Rather we should look (as always with that most American of art forms, the comics) at commercial factors. Technical innovations in several fields combined with economic and social malaise to set the stage for an explosion in the popular arts. Comic books happened in 1934, with the debut of Famous Funnies; a promotional risk became a surprise success. Big Little Books were a year old in 1934, and sales in the millions spread the appetite for comics. An explosion in sales for pulp magazines coincided tellingly with the decline in humor magazines; almost exclusively, they offered adventure, mystery, and science-fiction fare. The readers who abandoned Judge magazine and Life (the original cartoon weekly that sold its title in 1936 to Time) did not switch en masse to the pulps, but the clear trends are revealing.

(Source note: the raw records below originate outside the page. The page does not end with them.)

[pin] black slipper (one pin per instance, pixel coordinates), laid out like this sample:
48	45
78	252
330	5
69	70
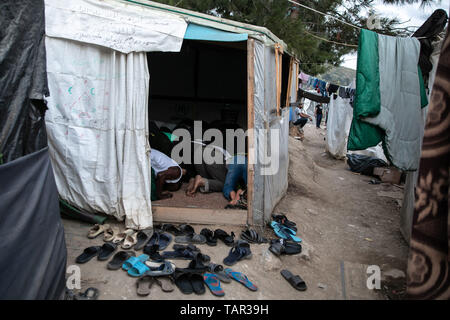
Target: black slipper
89	294
186	229
172	229
197	283
239	252
106	251
142	237
295	281
119	258
88	254
225	237
182	281
252	236
153	253
209	235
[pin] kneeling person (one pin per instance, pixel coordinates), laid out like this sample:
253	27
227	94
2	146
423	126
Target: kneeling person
168	174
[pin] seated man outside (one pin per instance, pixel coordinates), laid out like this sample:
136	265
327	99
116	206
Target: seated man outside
237	172
168	174
302	117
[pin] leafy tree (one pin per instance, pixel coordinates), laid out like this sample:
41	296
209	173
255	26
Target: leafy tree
319	41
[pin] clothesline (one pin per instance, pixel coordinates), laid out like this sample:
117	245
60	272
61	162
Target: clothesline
333	17
325	14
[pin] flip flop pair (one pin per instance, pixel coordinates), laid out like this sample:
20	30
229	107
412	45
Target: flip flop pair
135	265
241	278
213	283
101	252
96	230
189	282
145	283
295	281
284	232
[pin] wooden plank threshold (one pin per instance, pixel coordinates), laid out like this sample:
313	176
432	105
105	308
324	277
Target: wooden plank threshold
199	216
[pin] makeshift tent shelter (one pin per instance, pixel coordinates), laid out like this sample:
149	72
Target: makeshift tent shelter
121	63
33	249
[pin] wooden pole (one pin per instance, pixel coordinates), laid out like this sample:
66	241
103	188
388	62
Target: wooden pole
250	126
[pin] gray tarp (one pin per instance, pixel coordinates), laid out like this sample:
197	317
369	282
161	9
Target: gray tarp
32	247
23	78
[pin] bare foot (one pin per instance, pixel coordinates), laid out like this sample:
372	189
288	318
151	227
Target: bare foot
190	187
166	195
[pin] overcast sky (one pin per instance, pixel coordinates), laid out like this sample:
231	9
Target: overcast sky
412	15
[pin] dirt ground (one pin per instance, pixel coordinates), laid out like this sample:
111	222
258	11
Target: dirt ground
344	224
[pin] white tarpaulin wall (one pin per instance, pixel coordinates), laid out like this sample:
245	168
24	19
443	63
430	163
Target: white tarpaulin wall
340	117
113	24
97	119
97	129
270	139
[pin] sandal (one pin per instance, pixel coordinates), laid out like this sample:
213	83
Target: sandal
172	229
166	284
106	251
129	241
156	270
142	238
282	219
110	234
217	269
296	281
88	254
284	232
96	230
252	236
239	252
209	236
213	283
182	281
186	229
89	294
242	278
197	283
191	238
161	239
118	260
122	235
131	261
144	284
225	237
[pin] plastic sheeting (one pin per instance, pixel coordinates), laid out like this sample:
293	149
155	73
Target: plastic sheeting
32	246
98	130
23	78
340	117
197	32
271	134
116	25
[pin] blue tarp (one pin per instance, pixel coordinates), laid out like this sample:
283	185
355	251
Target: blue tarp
197	32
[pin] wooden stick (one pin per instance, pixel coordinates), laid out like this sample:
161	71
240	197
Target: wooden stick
250	127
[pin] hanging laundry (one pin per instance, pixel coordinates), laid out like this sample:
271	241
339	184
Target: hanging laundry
333	88
304	77
389	95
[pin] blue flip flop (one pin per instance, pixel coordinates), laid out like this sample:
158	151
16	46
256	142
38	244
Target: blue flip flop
127	265
240	277
138	269
213	283
284	232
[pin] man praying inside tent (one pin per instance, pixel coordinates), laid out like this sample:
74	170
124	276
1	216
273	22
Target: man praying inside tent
168	174
302	117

Movie serials, a staple of Saturday mornings since the ‘teens, now had sound and increasingly more sophisticated production values. Feature-length movies had only recently become all-talking, all-singing. Radio serials were catching the public’s fancy, with adventures like Little Orphan Annie and Jack Armstrong, All-American Boy rivaling comedies like Amos ‘n’ Andy.
Walt Disney’s Academy Award for color, sound shorts in 1932 began a decade that saw his studio receive eight out of ten Oscars in that category, and by 1934 Walt was contemplating the first feature-length animated cartoon. Miniature golf and bingo games in every neighborhood venue were national fads. Moving-picture theaters—as if their attendance weren’t already at an all-time high—beckoned audiences with Bank Nights (“match the number on your ticket for $1000!”), Free Dish Nights, and other schemes. In a move that perfectly illustrates the blanket effect of popular culture in the Depression Era, some theaters announced they would interrupt their movies to broadcast certain radio programs, so patrons could have their cake and eat it too. And speaking of eating, the number of primitive fast-food joints—already threatening Pullman-car-style diners—proliferated during the ’30s, mostly pushing hamburgers for a nickel.